You should absolutely go to y our grandparent's funeral. Full stop.
Anonymous
Anonymous wrote:
Anonymous wrote:OP here. The funeral is for a grandparent. I have gone to funerals in the past. I always cave to social pressure and go. The last time I attended a funeral I was really negatively affected by it. Obviously, no funeral is pleasant. But I found I felt so much worse after attending the funeral, and it was not a feeling that left quickly after the funeral was over. The feeling lingered for several weeks and I was upset that my last memory of my loved one was a funeral. The ritual itself does not resonate with me, and goes against how I want to part with others. I know that everyone doesn't feel like I do, and I do not want to further hurt others during a difficult time. I view my different stance on funerals similar to a difference in religious beliefs. I'm concerned that my family may not be able to provide he space for my difference. It is in no way a sign of me not respecting or loving the deceased, or those who are mourning.

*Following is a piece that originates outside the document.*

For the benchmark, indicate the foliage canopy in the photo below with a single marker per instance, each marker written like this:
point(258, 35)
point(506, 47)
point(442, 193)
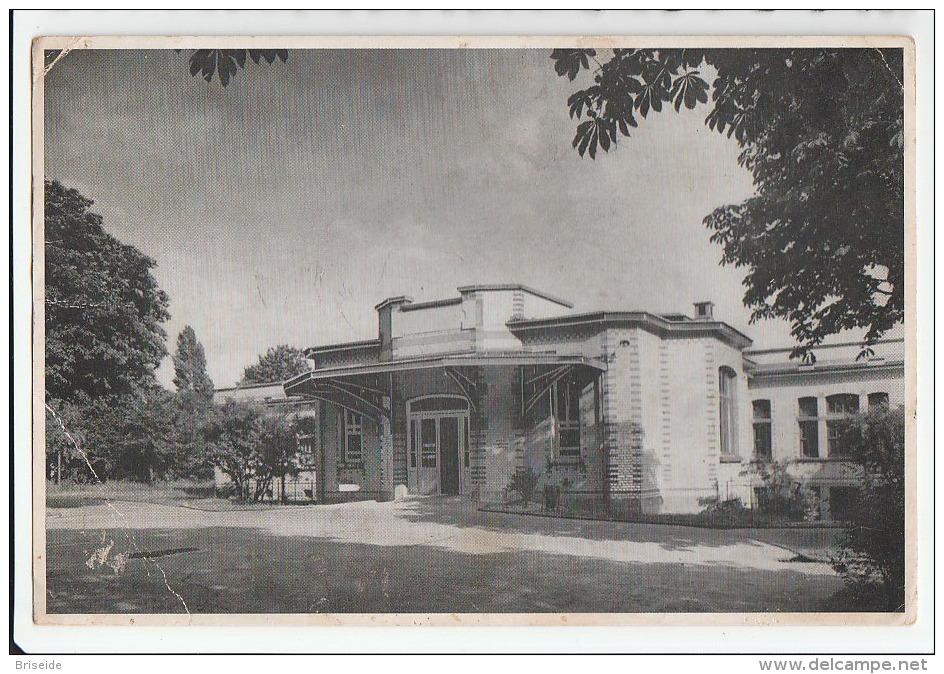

You should absolutely go to y our grandparent's funeral. Full stop.


Do have other unusual reactions to certain things? Ever been evaluated for anxiety or anything like that?

Just something to think about, that perhaps a few sessions with a therapist might help, especially if this isn't the only instance in which you are such an outlier.

I'm sorry for your loss.
Anonymous
It depends on the relative and the family, but you describe them as a close relative, so I would say yes, you need to go.